Sudan: MSF Opens a Kala Azar Treatment Center in Eastern Atbara Region

In the two months since MSF opened a kala azar treatment center in eastern Sudan, some 400 patients have been treated

In the two months since Doctors Without Borders/Médecins Sans Frontières (MSF) opened a kala azar (visceral leishmaniasis) treatment center in eastern Sudan, some 400 patients have been treated by personnel from MSF and the Ministry of Health. “Had these people not received treatment they would have died,” says Dr. Dagemlidet Worku, MSF’s field coordinator for the project. “Working in this hospital, we will be able to save hundreds of lives each year.”

The project is situated in the remote village of Tabarak Allah, in Al-Gedaref State, approximately 550 km (330 miles) southeast of the capital, Khartoum. Kala azar, a parasitic disease caused by a bite from a sand fly, is deadly if not treated, and this part of Sudan, the Atbara region, is one of the most kala azar-endemic regions in the world. The area’s 460,000 inhabitants live under vulnerable conditions, most of them depending on farming to survive.

“Before MSF’s arrival, we didn’t have enough drugs,” said Dr. Abubakar, a Ministry of Health doctor working in Tabarak Allah Hospital. “Only those who could afford it would travel and stay one month in remote towns to get a treatment. The others asked me for painkillers they could take until the hospital received more kala azar drugs.”

The treatment consists of a daily injection for a period of 30 days. The cost of the first-line drug is about $50 per treatment. It is now provided for free in the public hospital where MSF is working.

Nine-year-old Ammar Omar Abdu Dana had just passed his school exams two days before coming to the treatment center in Tabarak Allah, where he was diagnosed with kala azar.

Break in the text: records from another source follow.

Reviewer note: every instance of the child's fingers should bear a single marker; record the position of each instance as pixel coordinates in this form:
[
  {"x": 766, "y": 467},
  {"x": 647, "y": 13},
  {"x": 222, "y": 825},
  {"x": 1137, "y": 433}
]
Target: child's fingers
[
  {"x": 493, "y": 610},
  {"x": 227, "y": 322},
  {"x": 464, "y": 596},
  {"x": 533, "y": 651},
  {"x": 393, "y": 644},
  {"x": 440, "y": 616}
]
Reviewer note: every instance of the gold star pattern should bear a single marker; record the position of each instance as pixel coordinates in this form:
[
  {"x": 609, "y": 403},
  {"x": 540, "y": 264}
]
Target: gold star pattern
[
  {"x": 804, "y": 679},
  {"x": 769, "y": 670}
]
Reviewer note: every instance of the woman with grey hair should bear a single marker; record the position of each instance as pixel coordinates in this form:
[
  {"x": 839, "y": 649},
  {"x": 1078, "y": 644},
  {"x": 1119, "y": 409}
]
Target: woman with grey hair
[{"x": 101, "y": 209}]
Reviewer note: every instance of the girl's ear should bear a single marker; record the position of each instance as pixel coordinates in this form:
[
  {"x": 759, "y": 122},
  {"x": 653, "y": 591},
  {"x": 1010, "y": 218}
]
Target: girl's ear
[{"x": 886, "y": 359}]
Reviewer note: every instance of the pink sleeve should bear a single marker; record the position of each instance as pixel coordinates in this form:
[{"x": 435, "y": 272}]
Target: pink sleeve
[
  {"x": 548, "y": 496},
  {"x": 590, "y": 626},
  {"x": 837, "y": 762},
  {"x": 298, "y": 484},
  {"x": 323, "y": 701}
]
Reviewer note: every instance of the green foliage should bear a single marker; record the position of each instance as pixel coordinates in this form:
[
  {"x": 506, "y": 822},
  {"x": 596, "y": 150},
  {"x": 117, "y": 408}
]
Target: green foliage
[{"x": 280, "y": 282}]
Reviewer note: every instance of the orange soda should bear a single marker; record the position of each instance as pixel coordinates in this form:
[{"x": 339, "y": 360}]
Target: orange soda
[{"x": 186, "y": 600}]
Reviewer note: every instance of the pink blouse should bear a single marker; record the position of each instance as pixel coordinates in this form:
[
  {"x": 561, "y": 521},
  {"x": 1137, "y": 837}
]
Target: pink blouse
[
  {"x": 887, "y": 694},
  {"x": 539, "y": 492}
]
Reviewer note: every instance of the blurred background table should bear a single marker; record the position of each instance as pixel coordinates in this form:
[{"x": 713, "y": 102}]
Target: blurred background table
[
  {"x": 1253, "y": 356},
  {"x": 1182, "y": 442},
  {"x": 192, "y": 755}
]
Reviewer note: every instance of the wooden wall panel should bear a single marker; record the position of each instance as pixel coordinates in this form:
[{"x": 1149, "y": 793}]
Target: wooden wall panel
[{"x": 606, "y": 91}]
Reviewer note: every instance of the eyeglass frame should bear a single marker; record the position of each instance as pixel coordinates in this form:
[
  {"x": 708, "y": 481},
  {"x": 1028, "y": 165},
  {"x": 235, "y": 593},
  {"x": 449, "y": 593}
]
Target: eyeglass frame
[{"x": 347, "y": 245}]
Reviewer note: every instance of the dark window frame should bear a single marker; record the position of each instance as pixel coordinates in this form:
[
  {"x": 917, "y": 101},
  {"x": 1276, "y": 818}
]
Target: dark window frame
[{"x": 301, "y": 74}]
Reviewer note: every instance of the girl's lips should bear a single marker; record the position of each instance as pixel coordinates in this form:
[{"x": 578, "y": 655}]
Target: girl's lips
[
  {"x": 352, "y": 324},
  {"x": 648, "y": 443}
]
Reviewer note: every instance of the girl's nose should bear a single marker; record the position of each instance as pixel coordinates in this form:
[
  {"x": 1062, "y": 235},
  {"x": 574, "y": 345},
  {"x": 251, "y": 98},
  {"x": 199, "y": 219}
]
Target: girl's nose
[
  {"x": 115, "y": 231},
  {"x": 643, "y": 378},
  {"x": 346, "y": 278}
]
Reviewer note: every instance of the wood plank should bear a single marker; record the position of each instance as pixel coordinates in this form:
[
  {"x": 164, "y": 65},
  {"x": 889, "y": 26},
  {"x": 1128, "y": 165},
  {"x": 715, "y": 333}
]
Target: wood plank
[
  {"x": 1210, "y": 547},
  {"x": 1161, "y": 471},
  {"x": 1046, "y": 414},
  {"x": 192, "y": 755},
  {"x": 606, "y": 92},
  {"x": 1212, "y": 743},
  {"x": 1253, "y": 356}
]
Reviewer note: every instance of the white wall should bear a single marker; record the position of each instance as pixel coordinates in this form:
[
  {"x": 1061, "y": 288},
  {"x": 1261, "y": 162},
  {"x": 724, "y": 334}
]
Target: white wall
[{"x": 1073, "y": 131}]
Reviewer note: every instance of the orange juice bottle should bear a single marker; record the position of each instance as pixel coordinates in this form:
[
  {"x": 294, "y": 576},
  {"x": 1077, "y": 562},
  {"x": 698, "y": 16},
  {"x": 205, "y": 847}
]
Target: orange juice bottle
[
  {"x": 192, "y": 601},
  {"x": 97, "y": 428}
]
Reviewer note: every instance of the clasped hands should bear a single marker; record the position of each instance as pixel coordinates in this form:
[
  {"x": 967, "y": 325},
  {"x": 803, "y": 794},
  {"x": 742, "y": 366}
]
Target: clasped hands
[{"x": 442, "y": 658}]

He will begin treatment immediately, much to the relief of the boy’s father. “After two hours of walking,” he said, “Ammar was so tired that he could no longer continue on his feet, so I rented a donkey and put him on it until we reached Tabarak Allah Hospital." Word of the program has spread, he added: "MSF’s kala azar Treatment Center is very popular.”

In addition to providing kala azar treatment, MSF also works in collaboration with the Sudanese Ministry of Health and with national and international institutions to conduct research to improve the treatment and diagnosis of kala azar. MSF will help train Sudanese health professionals to work with the disease and is already providing the drugs and medical supplies needed to treat it. MSF will be building and equipping a laboratory, delivery room, and inpatient department for kala azar patients in order to improve medical activities in the hospital.